Ein Ehepaar ist freigesprochen worden. Foto: picture alliance/dpa/Britta Pedersen

Vor dem Strafgericht heißt es am Ende: Im Zweifel für die Angeklagten.

Kornwestheim - Das Ludwigsburger Strafgericht hat ein Kornwestheimer Ehepaar freigesprochen, das im Verdacht gestanden hatte, mit gestohlenen Waren der Firma Weckerle Cosmetics in Eislingen/Fils gehehlt zu haben. Ein Mann aus Schorndorf, aus dessen Lager die Kosmetikartikel stammen, ist mittlerweile zu acht Monaten Haft auf Bewährung verurteilt worden. Er entlastete das Ehepaar als Zeuge vor Gericht: Weder die Kornwestheimer noch er selbst hätten gewusst, dass es sich um gestohlene Waren gehandelt habe.

Der Freispruch für die 30-jährige, inzwischen arbeitslos gewordene Filialleiterin und ihren 28-jährigen Ehemann, der als Beruf Angestellter angegeben hatte, erfolgte nach dem Grundsatz „in dubio pro reo“, also im Zweifel für den Angeklagten. Die Richterin konnte den beiden nicht nachweisen, dass sie zwischen dem 7. Januar und dem 28. Februar des vergangenen Jahres gewerbsmäßige Hehlerei begangen haben, wovon die Stuttgarter Staatsanwaltschaft ausgegangen war. Das Ehepaar hatte gestohlene Make-ups, Lip-Gloss und Lippenstifte teurer Marken bei Facebook angeboten. Zudem hatte die Frau auf einem Parkplatz in der Kornwestheimer Rosenstraße sowie einem weiteren Parkplatz der Stadt auch einzelne Artikel aus der Diebesbeute im Gesamtwert von fast 9000 Euro persönlich an Abnehmerinnen verkauft.

Entscheidend für die Freisprüche war die Zeugenaussage des 53-jährigen Lagerhalters aus Schorndorf, der wegen gewerbsmäßiger Hehlerei bereits zu acht Monaten Haft auf Bewährung verurteilt worden war. Von seinem Zeugnisverweigerungsrecht konnte er in Ludwigsburg nun nicht mehr Gebrauch machen, da sein Urteil rechtskräftig ist. Der Schorndorfer gab zu Protokoll, er sei nur mit dem Mann aus Kornwestheim in Kontakt gewesen und nicht mit dessen Frau. Der Kornwestheimer habe bei ihm im Büro seines Lagers ein Mobiltelefon gekauft und dabei „die Schminke gesehen“. „Die Kosmetik war nicht meine“, beteuerte der Schorndorfer, er habe die Ware für einen Auftraggeber in Bosnien verschicken sollen.
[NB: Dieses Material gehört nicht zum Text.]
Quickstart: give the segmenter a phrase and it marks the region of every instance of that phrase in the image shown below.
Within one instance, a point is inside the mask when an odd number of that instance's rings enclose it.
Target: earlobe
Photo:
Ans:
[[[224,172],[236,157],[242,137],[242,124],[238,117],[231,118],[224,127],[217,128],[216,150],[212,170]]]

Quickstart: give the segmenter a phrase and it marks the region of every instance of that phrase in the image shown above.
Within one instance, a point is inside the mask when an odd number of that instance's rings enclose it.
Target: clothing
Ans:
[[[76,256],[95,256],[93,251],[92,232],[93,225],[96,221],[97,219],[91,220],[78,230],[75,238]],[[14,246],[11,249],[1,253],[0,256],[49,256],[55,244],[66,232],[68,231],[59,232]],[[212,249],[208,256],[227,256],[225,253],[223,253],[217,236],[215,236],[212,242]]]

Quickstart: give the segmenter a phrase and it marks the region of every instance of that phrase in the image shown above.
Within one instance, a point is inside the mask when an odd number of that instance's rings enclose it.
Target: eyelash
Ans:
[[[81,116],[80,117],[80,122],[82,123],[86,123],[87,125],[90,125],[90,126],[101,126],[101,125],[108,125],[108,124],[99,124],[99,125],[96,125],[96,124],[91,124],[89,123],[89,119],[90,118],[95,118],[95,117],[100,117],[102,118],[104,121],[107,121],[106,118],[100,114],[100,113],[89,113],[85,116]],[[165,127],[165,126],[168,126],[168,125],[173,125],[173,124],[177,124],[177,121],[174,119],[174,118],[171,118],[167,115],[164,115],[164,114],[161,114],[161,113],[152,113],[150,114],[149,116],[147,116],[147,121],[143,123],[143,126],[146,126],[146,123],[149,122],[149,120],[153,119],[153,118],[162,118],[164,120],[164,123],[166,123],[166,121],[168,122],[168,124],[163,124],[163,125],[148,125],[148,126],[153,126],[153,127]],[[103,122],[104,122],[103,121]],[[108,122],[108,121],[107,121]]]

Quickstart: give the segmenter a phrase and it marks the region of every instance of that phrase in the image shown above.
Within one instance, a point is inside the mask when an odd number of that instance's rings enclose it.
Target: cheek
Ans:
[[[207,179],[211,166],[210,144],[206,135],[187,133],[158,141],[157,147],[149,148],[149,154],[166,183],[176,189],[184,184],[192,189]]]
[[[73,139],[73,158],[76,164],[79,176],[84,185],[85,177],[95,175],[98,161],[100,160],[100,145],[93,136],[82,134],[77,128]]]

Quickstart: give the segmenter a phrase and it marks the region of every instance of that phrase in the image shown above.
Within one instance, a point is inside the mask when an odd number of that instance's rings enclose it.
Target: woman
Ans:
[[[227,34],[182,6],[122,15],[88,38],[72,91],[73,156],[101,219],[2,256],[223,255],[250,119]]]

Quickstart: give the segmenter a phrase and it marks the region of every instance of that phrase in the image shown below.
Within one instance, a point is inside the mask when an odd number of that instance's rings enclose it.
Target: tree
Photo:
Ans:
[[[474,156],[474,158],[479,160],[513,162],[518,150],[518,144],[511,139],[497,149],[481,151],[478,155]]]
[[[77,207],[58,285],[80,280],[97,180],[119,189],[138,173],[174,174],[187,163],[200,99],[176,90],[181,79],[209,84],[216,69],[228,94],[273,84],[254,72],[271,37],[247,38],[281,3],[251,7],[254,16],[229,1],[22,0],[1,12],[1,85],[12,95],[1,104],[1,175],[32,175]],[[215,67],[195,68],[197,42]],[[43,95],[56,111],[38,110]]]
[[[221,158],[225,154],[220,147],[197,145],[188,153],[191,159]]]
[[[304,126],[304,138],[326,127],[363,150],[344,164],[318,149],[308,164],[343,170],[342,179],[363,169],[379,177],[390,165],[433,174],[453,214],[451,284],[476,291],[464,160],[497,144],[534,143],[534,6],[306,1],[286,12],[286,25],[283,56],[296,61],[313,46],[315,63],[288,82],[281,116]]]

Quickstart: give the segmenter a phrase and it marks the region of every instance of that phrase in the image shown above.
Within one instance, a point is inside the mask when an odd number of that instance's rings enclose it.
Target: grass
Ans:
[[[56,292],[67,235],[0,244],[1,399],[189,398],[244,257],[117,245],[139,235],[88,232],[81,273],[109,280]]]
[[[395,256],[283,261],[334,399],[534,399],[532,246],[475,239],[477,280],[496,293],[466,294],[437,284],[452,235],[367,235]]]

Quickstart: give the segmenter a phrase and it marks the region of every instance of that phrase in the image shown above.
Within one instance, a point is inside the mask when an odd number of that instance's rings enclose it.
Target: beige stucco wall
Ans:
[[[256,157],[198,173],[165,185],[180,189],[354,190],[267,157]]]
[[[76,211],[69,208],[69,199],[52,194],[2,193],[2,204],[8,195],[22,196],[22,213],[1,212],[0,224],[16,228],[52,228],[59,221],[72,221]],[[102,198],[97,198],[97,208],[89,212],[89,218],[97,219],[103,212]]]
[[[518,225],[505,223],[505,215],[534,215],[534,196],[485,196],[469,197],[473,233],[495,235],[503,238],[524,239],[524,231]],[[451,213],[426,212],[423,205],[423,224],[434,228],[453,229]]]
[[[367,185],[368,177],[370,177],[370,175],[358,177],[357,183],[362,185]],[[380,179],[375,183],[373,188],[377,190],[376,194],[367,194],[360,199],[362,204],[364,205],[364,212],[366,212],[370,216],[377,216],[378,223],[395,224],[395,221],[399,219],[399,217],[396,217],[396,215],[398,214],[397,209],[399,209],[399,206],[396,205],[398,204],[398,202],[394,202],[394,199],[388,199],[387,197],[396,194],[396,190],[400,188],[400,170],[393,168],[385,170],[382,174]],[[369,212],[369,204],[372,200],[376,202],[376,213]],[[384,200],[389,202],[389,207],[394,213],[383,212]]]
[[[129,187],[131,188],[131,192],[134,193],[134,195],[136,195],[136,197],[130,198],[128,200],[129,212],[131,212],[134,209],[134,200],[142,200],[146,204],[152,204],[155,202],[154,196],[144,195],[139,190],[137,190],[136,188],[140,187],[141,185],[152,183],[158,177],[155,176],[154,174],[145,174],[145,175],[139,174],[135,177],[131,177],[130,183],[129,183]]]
„Ich habe dem Angeklagten gesagt, dass die Waren auf jeden Fall sauber und nicht gestohlen sind“, fuhr der Schorndorfer fort. Davon dass die Kosmetikartikel bei Weckerle Cosmetics in Eislingen/Fils entwendet worden seien, habe er selbst keine Ahnung gehabt. „Ich habe für einen in Bosnien die Ware in Eislingen abgeholt und bei mir gelagert“, erklärte er. Jemand habe ihm versichert, es handele sich um Überschussware oder um fehlerhafte Artikel.

Aus Bosnien war in dieser Angelegenheit weder jemand nach Schorndorf gereist, noch hatte jemand von dort Waren abgeholt. Der Schorndorfer will von dem Bosnier lediglich die Mitteilung erhalten haben, dass er die Sachen in seinem eigenen Online-Geschäft veräußern könne, in welchem er „Werkzeuge und alles mögliche“ anbiete. Die Kontaktaufnahme zwischen dem Schorndorfer und dem Kornwestheimer Ehepaar erfolgte über eine Kleinanzeigenplattform.

„Da kommt einer wegen eines Handys aus Kornwestheim nach Schorndorf und interessiert sich für Make-up?“, fragte sich der Staatsanwalt. Auch die Richterin hätte gerne gewusst, wer denn dann der Kosmetikdieb gewesen sein soll, wenn es der Schorndorfer nicht war. Beschäftigte der Firma Weckerle Cosmetics und ein Werkschützer hatten zuvor bereits einiges zur Aufklärung des Diebstahls beigetragen. Die Mitarbeiterinnen hatten gleich gemerkt, woher der Doppelcontainer Lip-Gloss stammt, der da von einer Kornwestheimerin im Internet angeboten worden war. Und dem Eislinger Werkschützer war es sogar gelungen, einen Scheinkauf in Kornwestheim zu tätigen. Der 73-jährige ehemalige Kriminalhauptkommissar hatte einfach seine Ehefrau dazu überredet, sich als interessierte Käuferin auszugeben.